The dining area is built right on top of a fish pond, hence the word “palaisdaan” in the restaurant’s name. Across the street from it is a curious concept restaurant that uses a real-life Boeing 737 as its dining space.

Operated by the same family that runs the Kamayan sa Palaisdaan, the airliner-themed restaurant called Air Summit Gourmet is built on an 8-hectare property that offers hotel accommodations, hiking, camping, and other things in addition to the dining experience. The food is prepared by Chef Taren , a Lucban native who worked in the kitchen of the Genoa-based Costa Cruises before moving back to the Philippines. It’s definitely a good place to replenish and indulge a little when you’re trying to fit all of the major festivals of Quezon Province into a single marathon weekend.
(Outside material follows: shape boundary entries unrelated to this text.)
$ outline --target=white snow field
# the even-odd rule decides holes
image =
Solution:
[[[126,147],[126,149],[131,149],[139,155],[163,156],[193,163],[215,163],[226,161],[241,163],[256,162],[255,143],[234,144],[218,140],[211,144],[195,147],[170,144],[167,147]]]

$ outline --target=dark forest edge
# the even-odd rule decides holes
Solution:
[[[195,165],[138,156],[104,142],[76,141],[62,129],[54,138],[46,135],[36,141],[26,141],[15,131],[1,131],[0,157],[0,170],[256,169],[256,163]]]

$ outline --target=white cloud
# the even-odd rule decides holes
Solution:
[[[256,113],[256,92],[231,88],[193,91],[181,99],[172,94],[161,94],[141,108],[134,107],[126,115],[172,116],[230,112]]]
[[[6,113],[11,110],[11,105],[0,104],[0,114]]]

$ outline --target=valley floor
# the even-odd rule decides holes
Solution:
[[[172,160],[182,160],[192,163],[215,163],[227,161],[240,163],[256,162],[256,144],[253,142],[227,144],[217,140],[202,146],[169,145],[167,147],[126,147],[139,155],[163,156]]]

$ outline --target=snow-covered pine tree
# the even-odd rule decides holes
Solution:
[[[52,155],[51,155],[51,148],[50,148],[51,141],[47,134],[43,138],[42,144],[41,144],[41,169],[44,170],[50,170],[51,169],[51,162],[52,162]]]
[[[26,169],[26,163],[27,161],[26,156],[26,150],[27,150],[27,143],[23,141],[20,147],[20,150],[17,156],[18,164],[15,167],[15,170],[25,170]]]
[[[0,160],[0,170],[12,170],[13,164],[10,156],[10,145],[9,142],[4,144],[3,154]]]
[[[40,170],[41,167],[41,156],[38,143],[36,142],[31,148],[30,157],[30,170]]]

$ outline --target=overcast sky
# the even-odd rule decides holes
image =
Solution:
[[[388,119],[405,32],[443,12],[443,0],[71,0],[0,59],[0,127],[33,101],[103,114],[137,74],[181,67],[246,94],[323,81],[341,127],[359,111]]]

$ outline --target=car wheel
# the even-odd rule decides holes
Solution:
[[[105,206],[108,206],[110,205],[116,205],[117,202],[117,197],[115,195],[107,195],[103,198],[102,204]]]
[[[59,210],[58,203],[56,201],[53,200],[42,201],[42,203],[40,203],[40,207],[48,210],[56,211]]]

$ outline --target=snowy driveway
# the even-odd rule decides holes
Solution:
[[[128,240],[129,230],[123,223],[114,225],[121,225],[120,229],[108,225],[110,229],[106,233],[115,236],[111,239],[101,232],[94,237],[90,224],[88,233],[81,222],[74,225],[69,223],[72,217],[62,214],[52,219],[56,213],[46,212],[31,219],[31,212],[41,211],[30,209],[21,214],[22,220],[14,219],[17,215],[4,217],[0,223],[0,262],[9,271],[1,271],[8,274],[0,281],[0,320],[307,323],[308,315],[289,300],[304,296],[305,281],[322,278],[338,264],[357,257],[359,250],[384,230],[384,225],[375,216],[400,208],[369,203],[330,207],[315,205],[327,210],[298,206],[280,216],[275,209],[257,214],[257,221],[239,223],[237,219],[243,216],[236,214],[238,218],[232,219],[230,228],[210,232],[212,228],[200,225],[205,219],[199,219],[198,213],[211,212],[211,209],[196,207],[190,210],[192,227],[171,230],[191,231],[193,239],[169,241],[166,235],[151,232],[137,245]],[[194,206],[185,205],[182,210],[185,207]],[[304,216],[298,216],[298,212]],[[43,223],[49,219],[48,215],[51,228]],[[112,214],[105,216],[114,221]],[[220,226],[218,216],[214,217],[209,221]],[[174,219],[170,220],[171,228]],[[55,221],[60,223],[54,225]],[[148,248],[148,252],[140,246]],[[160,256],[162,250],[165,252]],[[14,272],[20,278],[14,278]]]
The town of Gumaca is one of the oldest towns in Quezon Province and is roughly 221 kilometers from Manila along the Pan-Philippine Highway (AH26), halfway to the city of Naga in Bicol. It’s certainly a long way to travel for those who are more used to their urban commute than long distance road trips, though, I would say that it’s well worth the effort to get there. The road goes through the Quezon National Forest Park, a preserved area of forest on the hills overlooking Pagbilao, Atimonan, and Tayabas Bay, and from the craggy limestone peak of a place called Pinagbanderahan hornbills still take to the air among the trees and against a panoramic view of Lamon Bay and Alabat Island to the east.


Lamon Bay plays an interesting role in the history of Gumaca. Previously named Gusuan Bay, it’s a body of water that was renamed after the pirate Lam-ong who, according to folk tales, made the mistake of falling in love with the daughter of Gumaca’s earliest ruler, Lakan Bugtali. It’s hardly a spoiler if I mention now that the lovesick pirate ended up being fish food because of his juvenile infatuation for a woman whose father disliked pirates and was very handy with a jungle bolo. To this day, there is still a small but well-preserved fort in Gumaca called the Kutang San Diego that guards the entrance to a small inlet where local fishing boats are moored. The guns and canons of the San Diego are still trained on the waters of Lamon Bay, as if waiting for an impending raid by the pirates that once terrorized Alabat Island and other places up and down the coast from Gumaca.

To nobody’s surprise, our arrival in the modern-day town of Gumaca was greeted with a glass of the ubiquitous lambanog followed by festive dancing to the tune of a furiously strummed guitar and exuberant singing. It seemed to me that the whole town was in town for the Araña’t Baluarte Festival, if that makes any sense. People wore their best clothes to admire the town’s preparations for the festival and to promenade the seaside park in the shade of the old fort. There was loud music, carnival games, tattoo sessions, street food, and powerful liquor everywhere to while away the time before the grand spectacle of the day, and just like in Sariaya the c involves a scrum over vegetables and other edible things dangling overhead, though, in Gumaca they swap the bagacay for impressively colorful bamboo arches built on the route of the local procession for San Isidro Labrador.

If a distinction has to be made, the Araña’t Baluarte Festival is a more traditional version of the Agawan Festival in Sariaya. Both festivals are equally fun, colorful, and certainly awash in the community traditions of passing around glasses of lambanog, but there was also the strophic hymns of the “Dalit” that we heard in the voice of an old woman and in the music of a guitar-playing old man. We danced, we cheered, we looked on in awe at beauty and grace, side by side with people who have achieved things, people who are yet to chase after their dreams, and those who forego the things that most people want and spend their entire lives, instead, carefully watching the sky for lightning that let’s them know it’s almost time to plant again.